- Fatah Hawks Logo
- Dates active: 1991–1995, 2004–2005
- Active regions: Gaza Strip, West Bank
- Ideology: Anti-Zionism Palestinian nationalism Socialism

= Fatah Hawks =

Palestinian militant groups

The Fatah Hawks is the name of two Palestinian militant groups. One is a popular movement of Palestinian youth in the West Bank and Gaza in the 1980s. The other is an offshoot of the Al-Aqsa Martyrs' Brigades which has links to the dominant Fatah movement. The group has carried out attacks against Israeli military personnel in the Gaza Strip and were regarded as Yasser Arafat's "own troops".

During the First Intifada that started in 1987, the Hawks were led by young Palestinians in the large cities of Nablus, Tulkarm, Ramallah and Bethlehem in the West Bank, and Gaza City and Khan Younis in the Gaza Strip.
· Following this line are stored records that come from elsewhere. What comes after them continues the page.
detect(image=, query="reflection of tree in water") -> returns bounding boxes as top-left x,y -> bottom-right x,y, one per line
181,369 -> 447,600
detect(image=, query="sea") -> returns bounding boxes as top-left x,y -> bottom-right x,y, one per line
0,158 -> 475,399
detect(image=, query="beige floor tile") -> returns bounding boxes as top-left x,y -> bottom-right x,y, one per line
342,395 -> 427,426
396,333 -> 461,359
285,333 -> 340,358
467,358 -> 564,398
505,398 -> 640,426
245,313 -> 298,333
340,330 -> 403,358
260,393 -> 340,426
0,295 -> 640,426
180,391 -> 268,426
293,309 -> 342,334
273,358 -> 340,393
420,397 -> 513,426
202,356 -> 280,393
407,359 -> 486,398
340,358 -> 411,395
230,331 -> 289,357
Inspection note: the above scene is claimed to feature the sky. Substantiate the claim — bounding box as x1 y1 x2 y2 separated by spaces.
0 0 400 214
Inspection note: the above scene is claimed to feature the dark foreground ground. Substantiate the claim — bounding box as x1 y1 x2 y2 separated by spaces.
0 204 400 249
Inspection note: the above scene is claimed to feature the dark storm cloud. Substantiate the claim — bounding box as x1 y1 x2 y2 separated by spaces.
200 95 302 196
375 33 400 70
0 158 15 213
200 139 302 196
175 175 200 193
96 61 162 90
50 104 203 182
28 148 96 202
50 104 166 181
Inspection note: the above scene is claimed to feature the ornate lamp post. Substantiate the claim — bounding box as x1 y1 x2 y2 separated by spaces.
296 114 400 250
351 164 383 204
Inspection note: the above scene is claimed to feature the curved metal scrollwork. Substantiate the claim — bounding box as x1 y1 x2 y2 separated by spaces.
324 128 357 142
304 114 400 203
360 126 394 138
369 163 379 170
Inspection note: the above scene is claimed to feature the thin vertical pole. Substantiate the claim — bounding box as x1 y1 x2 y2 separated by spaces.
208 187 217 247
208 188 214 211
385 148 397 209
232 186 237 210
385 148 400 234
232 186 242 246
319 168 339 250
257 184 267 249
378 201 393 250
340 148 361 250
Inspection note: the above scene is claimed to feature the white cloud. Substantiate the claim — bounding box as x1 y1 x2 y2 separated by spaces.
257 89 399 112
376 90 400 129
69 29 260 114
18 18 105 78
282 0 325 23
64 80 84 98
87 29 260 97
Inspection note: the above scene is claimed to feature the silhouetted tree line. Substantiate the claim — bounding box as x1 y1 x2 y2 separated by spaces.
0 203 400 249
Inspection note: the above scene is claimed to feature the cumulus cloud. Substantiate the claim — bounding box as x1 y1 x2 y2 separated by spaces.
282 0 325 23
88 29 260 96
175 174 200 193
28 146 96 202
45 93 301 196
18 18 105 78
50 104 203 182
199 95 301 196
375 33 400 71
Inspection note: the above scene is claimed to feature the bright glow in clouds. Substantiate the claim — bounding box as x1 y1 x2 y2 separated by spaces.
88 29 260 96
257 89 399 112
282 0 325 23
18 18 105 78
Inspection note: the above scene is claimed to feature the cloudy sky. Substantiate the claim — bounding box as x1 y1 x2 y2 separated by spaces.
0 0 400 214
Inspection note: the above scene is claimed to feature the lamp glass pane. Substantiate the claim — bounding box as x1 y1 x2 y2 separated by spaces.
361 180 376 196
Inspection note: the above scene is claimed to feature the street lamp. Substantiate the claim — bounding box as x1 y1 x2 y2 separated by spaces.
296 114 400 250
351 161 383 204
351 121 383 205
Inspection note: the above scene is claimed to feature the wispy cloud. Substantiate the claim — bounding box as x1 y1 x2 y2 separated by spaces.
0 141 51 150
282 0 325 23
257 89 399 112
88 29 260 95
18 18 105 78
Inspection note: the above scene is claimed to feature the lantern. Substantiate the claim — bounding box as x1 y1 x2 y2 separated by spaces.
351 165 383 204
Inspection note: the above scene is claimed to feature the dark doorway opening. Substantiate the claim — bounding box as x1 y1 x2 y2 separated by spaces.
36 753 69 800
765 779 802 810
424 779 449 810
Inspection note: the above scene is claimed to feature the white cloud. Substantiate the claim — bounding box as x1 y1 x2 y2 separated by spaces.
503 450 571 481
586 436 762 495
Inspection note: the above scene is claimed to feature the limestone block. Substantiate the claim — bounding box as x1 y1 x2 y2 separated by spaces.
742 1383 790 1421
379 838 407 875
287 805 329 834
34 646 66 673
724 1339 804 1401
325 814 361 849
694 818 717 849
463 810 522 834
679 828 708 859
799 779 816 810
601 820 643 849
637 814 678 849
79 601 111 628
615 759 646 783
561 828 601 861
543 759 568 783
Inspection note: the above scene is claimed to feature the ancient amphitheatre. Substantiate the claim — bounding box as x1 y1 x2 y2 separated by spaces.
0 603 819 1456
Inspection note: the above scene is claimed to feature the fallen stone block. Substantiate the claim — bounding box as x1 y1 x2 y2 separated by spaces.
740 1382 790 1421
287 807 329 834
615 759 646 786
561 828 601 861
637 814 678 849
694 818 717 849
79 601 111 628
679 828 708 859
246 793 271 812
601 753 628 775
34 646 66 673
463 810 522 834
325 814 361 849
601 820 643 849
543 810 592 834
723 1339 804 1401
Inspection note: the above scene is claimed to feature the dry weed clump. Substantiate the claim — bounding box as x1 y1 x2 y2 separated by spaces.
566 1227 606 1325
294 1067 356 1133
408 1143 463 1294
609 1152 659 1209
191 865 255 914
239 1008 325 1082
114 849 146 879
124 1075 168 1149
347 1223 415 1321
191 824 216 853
Most of their attacks were carried out using improvised weapons; stone throwing, stabbing attacks, and use of stolen firearms. The amount of weaponry that they received from PLO sources outside of Israel was negligible, and most of their successes were in the use of stabbing attacks or roadside ambushes of Israeli soldiers in the Palestinian territories. This organisation was disbanded under the provisions of the Oslo Accords. However, they continued to operate until 1997 as Arafat's personal stormtroopers against rival factions.

The group reappeared during the Al-Aqsa Intifada by claiming joint responsibility with Hamas for an attack on the Rafah border crossing on the Israeli military-controlled Egyptian border crossing with Gaza near Rafah on December 12, 2004, which resulted in five Israeli soldiers being killed and ten others wounded. Hawk member Yasser Abu Samahdaneh was responsible for the death of "at least" 35 Arabs, many of whom were "personal enemies or political rivals he arbitrarily executed," and of killing Yehoshua Weisbrod, an Israeli.

Following the death of Yasser Arafat in 2004, the Fatah hawks suffered like many other Fatah-based militant groups from increasing Palestinian apathy as the corrupt and old faced style Fatah lost public confidence in favour of Hamas.

The number of attacks have decreased. The Fatah Hawks' last activity was in 2005 when Fatah Hawk gunmen blockaded a Palestinian road and prevented Palestinian National Authority (PA) officials from passing in protest at not being assigned to the PA security system.